Clinical trials are undergoing rapid change as researchers seek faster access to safer, more effective therapies. Traditional trial methods still face long recruitment times, low retention, high costs and limited diversity among participants, prompting renewed efforts to redesign how studies are planned and run. Oncology has emerged as a key driver of these innovations, with early regulatory engagement helping to advance complex trial designs.
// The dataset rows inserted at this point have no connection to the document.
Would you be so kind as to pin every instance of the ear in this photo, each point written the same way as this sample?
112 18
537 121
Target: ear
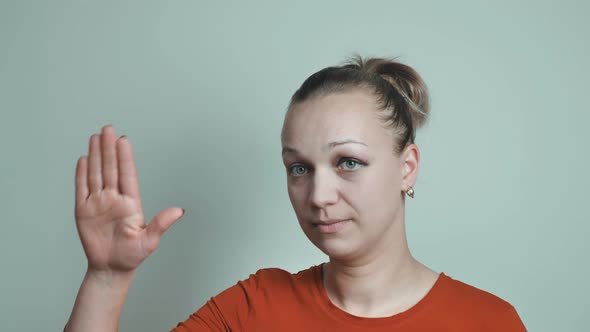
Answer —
410 162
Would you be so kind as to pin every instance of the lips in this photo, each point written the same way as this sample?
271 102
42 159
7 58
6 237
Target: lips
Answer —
329 222
331 226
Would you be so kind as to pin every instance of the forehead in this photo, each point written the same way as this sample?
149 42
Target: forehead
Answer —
344 115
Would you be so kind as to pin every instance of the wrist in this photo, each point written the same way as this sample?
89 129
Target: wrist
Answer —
110 279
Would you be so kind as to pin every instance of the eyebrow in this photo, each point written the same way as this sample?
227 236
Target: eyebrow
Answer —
288 149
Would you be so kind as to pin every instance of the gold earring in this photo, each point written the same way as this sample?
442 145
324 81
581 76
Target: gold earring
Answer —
410 192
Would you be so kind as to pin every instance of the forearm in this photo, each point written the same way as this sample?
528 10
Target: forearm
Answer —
99 302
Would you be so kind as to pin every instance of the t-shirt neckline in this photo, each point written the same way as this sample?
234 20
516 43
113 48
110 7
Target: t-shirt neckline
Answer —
344 316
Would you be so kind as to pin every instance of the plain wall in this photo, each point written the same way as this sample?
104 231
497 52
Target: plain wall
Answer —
200 88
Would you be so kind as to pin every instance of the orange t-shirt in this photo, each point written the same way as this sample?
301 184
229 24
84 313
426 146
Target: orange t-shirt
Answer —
276 300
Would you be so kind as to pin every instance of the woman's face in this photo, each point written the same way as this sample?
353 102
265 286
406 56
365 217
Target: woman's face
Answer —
341 166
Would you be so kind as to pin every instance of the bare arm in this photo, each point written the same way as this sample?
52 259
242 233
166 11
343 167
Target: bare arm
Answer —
111 226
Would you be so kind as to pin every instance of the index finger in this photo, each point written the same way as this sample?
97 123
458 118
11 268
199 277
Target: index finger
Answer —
128 183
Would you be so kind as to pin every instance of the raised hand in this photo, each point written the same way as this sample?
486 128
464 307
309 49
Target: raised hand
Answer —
108 210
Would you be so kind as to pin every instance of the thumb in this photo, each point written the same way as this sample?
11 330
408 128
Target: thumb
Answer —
159 225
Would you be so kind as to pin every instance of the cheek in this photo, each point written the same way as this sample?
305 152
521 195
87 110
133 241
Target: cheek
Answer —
379 194
297 196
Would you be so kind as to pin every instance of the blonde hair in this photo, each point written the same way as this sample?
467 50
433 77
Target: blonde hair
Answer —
399 89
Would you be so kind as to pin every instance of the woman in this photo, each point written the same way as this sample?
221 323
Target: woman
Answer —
350 158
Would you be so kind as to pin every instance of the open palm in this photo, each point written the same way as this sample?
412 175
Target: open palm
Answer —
108 210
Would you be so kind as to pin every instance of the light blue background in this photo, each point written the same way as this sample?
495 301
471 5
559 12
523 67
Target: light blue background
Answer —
200 88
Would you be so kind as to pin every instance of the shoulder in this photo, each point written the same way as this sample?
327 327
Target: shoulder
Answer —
274 276
483 306
466 294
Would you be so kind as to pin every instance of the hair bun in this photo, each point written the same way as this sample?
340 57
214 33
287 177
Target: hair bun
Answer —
405 80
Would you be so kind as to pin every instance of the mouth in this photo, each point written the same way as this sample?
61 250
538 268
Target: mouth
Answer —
331 226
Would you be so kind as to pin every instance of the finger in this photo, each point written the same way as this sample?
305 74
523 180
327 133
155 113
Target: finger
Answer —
94 165
81 179
109 157
159 225
128 183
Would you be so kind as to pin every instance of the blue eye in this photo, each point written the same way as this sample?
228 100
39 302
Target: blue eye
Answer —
298 170
349 164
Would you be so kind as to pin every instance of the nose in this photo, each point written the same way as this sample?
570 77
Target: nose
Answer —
324 189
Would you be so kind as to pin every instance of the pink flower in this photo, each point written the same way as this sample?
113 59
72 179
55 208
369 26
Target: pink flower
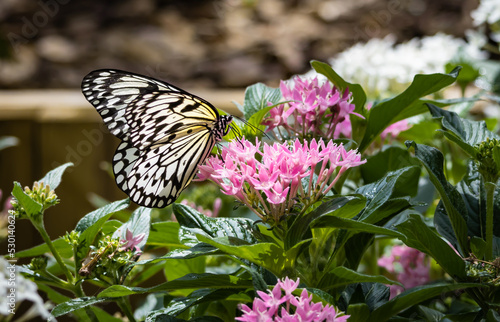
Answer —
273 306
411 269
270 182
313 109
130 242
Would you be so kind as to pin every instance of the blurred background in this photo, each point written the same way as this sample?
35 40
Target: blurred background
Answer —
212 48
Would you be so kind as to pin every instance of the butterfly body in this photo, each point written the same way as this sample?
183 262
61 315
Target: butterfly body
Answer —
166 133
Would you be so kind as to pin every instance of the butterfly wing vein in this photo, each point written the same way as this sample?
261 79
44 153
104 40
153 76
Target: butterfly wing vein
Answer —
165 132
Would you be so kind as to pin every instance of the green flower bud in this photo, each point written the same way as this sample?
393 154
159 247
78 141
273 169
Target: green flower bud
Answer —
39 263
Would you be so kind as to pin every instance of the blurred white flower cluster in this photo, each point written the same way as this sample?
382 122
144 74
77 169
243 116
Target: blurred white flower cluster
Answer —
383 68
488 12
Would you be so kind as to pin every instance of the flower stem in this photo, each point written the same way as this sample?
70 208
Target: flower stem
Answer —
124 305
41 229
490 193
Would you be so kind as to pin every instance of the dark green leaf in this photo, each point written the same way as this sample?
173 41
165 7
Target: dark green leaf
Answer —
257 98
396 184
463 132
387 112
421 237
196 281
341 206
412 297
75 304
164 234
64 249
341 276
268 255
138 224
8 141
194 221
432 159
390 159
353 225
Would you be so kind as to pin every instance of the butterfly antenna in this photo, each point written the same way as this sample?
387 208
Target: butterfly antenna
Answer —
253 126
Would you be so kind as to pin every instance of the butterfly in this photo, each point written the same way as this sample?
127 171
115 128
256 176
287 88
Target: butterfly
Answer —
166 133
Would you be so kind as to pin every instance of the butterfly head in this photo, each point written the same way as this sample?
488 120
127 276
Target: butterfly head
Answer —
222 127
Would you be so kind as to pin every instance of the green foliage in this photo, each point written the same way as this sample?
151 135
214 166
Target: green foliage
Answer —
200 268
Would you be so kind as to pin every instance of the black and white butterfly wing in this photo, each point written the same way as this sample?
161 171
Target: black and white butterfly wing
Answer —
166 133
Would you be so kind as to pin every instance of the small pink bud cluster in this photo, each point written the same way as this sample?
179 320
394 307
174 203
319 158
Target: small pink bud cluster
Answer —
414 270
275 306
131 242
270 181
320 111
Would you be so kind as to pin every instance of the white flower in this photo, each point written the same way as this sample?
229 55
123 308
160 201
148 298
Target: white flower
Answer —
24 289
383 68
488 11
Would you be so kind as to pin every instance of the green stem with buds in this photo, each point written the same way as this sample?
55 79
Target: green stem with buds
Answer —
41 229
124 305
490 202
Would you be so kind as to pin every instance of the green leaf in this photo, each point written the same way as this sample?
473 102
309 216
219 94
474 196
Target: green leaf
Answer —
64 249
205 280
390 194
340 206
390 159
253 123
353 225
30 206
8 141
53 177
421 237
176 268
432 159
412 297
268 255
164 234
75 304
341 276
465 133
359 312
257 98
387 112
200 249
471 188
194 221
92 222
420 106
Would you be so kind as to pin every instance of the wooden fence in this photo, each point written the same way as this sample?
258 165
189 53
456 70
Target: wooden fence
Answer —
59 126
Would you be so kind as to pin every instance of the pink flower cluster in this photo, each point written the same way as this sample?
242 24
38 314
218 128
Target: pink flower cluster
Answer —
267 307
320 110
413 271
270 182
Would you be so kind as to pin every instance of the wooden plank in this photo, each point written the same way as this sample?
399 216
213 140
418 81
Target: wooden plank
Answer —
54 105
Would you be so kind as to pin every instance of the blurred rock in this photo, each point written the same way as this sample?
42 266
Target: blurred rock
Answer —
209 42
57 49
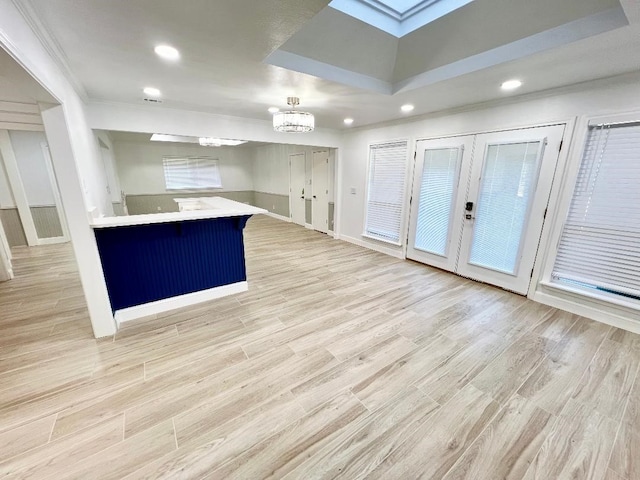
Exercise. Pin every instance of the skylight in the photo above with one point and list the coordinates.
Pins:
(398, 17)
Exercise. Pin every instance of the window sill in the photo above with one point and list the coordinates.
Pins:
(610, 299)
(378, 239)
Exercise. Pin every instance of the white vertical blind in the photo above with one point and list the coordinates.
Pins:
(437, 194)
(191, 173)
(600, 244)
(386, 191)
(508, 182)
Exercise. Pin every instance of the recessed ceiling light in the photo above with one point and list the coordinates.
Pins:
(511, 84)
(167, 52)
(151, 91)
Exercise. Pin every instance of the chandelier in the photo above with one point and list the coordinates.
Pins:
(293, 121)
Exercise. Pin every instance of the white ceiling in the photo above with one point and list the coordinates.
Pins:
(108, 45)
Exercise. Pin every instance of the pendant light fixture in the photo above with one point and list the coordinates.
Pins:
(293, 121)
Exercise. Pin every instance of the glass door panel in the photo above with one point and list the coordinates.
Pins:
(435, 221)
(510, 184)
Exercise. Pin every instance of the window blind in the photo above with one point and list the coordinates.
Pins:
(437, 195)
(191, 173)
(600, 244)
(386, 191)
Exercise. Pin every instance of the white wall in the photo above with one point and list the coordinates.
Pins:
(74, 155)
(140, 170)
(155, 118)
(6, 195)
(612, 95)
(27, 147)
(271, 167)
(571, 105)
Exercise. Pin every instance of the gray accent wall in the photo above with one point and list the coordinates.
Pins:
(278, 204)
(13, 227)
(332, 208)
(141, 204)
(47, 221)
(45, 218)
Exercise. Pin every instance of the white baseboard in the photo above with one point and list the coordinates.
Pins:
(371, 246)
(167, 304)
(585, 307)
(279, 217)
(52, 240)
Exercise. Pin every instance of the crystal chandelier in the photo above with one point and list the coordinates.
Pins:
(293, 121)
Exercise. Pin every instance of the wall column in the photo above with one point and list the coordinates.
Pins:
(82, 237)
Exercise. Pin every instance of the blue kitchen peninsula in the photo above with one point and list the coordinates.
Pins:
(159, 262)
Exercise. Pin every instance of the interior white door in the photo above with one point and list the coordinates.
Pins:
(320, 191)
(511, 179)
(296, 191)
(439, 189)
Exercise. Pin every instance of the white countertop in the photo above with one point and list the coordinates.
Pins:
(211, 207)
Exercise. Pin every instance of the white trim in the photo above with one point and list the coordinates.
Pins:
(52, 240)
(278, 217)
(380, 239)
(378, 248)
(160, 306)
(580, 304)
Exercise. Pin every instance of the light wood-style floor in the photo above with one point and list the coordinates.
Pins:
(338, 363)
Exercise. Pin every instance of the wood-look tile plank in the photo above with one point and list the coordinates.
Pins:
(444, 381)
(360, 449)
(226, 440)
(507, 446)
(504, 375)
(21, 439)
(401, 332)
(379, 388)
(54, 459)
(625, 459)
(432, 449)
(607, 382)
(322, 387)
(578, 446)
(132, 453)
(281, 453)
(91, 411)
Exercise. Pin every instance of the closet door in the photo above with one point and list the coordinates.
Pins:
(439, 188)
(511, 179)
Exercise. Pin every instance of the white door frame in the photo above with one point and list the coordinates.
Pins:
(6, 268)
(320, 195)
(550, 139)
(17, 188)
(294, 196)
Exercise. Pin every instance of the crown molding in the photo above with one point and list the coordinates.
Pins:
(50, 44)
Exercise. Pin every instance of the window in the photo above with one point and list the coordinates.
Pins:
(600, 244)
(385, 193)
(191, 173)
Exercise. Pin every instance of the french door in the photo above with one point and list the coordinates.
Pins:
(479, 203)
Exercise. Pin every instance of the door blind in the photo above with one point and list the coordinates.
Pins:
(600, 243)
(437, 195)
(191, 173)
(385, 200)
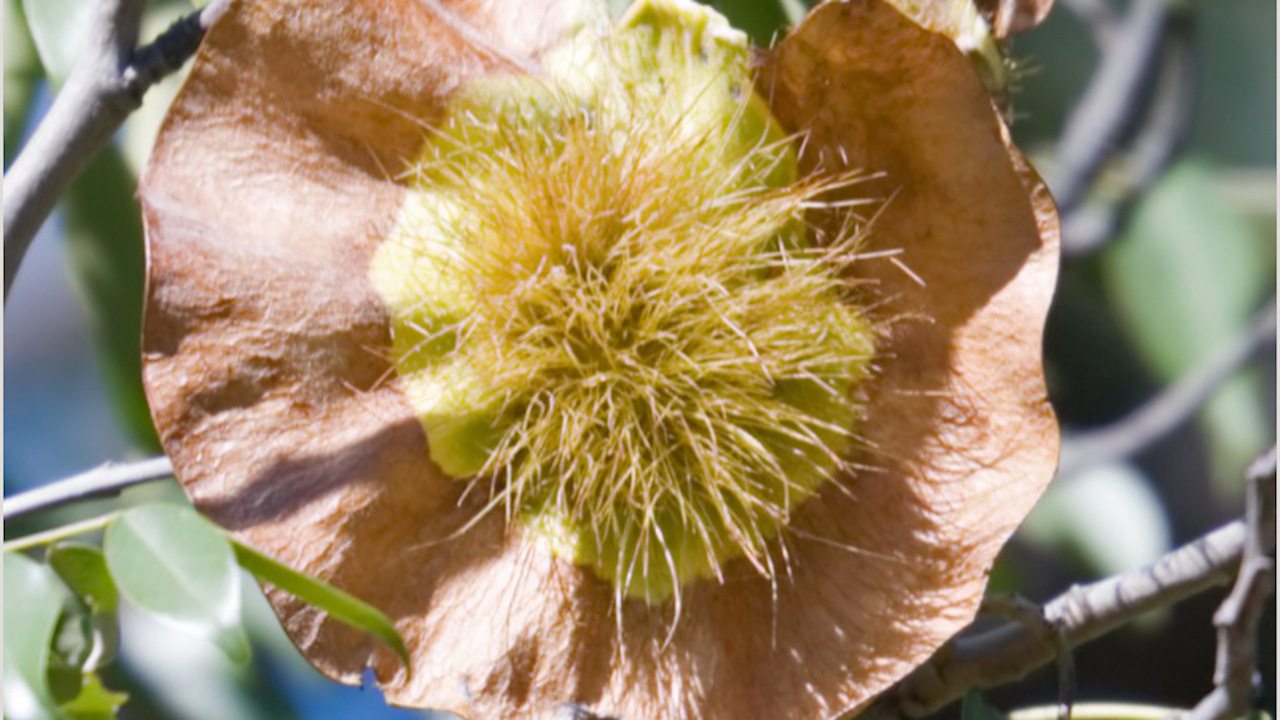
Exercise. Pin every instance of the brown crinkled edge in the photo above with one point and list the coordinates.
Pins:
(270, 186)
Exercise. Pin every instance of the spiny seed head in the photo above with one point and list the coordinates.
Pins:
(609, 310)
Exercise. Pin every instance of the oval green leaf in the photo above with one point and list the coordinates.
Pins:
(22, 72)
(32, 604)
(95, 701)
(338, 604)
(60, 28)
(170, 561)
(83, 569)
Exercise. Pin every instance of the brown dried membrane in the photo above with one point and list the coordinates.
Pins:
(270, 186)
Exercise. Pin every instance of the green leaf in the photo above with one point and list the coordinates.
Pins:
(339, 605)
(1109, 518)
(170, 561)
(1185, 277)
(94, 702)
(108, 267)
(83, 569)
(60, 28)
(762, 19)
(22, 73)
(976, 707)
(32, 605)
MEDSIR, founded in 2012 by scientific experts, has developed a model for managing strategic oncology trials from study design through publication. The company has expanded its portfolio with disruptive, patient-centered trials that integrate novel approaches to accelerate drug development and improve outcomes.
The DEMETHER trial (NCT06172127), funded by Roche, will test a new first-line strategy for HER2-positive advanced breast cancer. Current standard therapy combines chemotherapy with pertuzumab and trastuzumab followed by antibody maintenance; trastuzumab deruxtecan (T-DXd) is typically reserved for later lines. DEMETHER evaluates T-DXd induction followed by maintenance with the fixed-dose pertuzumab-trastuzumab combination PHESGO, aiming to balance T-DXd’s antitumor activity with the long-term tolerability of antibody maintenance. The international, open-label study began enrolling in mid-2024 across Europe, the United States and Brazil and seeks to preserve efficacy while minimizing cumulative toxicity and improving quality of life.
CADILLAC targets HR-positive, HER2-negative advanced breast cancer, a group that makes up most breast cancer cases and where resistance to first-line endocrine therapy plus CDK4/6 inhibitors remains a challenge. The trial will assess camizestrant, a selective estrogen receptor degrader, combined with ribociclib. Rather than a conventional randomized control, CADILLAC will enroll 150 patients on the experimental regimen and use an external control arm drawn from existing databases of patients treated with the standard regimen (endocrine therapy plus ribociclib). Funded by AstraZeneca with drug support from Novartis, the design aims to reduce the number of patients exposed to potentially less effective treatments and to accelerate timelines while improving operational efficiency.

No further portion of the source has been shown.